ORIE Colloquium: Daniela Hurtado-Lange (Northwestern)
Location
Frank H. T. Rhodes Hall 253
Description
Performance Analysis of Data Center Networks: Drift method and Transform Techniques
Today’s era of cloud computing and big data is powered by massive data centers. The focus of my research is on resource allocation problems that arise in the design and operation of these large-scale data centers. Analyzing these systems exactly is typically intractable, and a usual approach is to study them in various asymptotic regimes, with heavy traffic being a popular one. In this talk, I will illustrate two methods for heavy-traffic analysis that we developed in my research. First, I will present the drift method to study scheduling in data center networks.
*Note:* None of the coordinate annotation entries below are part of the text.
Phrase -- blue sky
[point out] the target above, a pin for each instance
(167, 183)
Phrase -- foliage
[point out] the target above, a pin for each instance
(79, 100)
I will present this result in the context of the so-called generalized switch, which subsumes several resource allocation problems in data centers. Second, I will present the use of novel transform techniques to characterize the tail behavior of delay for efficient load balancing of jobs on servers. The use of these techniques in non-heavy-traffic regimes will also be presented.
Bio:
Daniela Hurtado-Lange is an assistant professor in operations in the Kellogg School of Management at Northwestern University. Before joining Kellogg, she spent nearly two years as an assistant professor of mathematics at William & Mary. She got her Ph.D. in operations research at Georgia Tech, under the supervision of Prof. Siva Theja Maguluri. She got her undergraduate degree in industrial engineering and mathematics at Pontificia Universidad Católica de Chile, followed by an M.S. in industrial engineering under the supervision of Professor Pedro Gazmuri. Her research was recognized with the second prize on the INFORMS 2020 JFIG paper competition, and the 2022 Sigma Xi Best Thesis Award in Georgia Tech. Her research interests are broadly on applied probability, specifically on performance analysis of stochastic processing networks.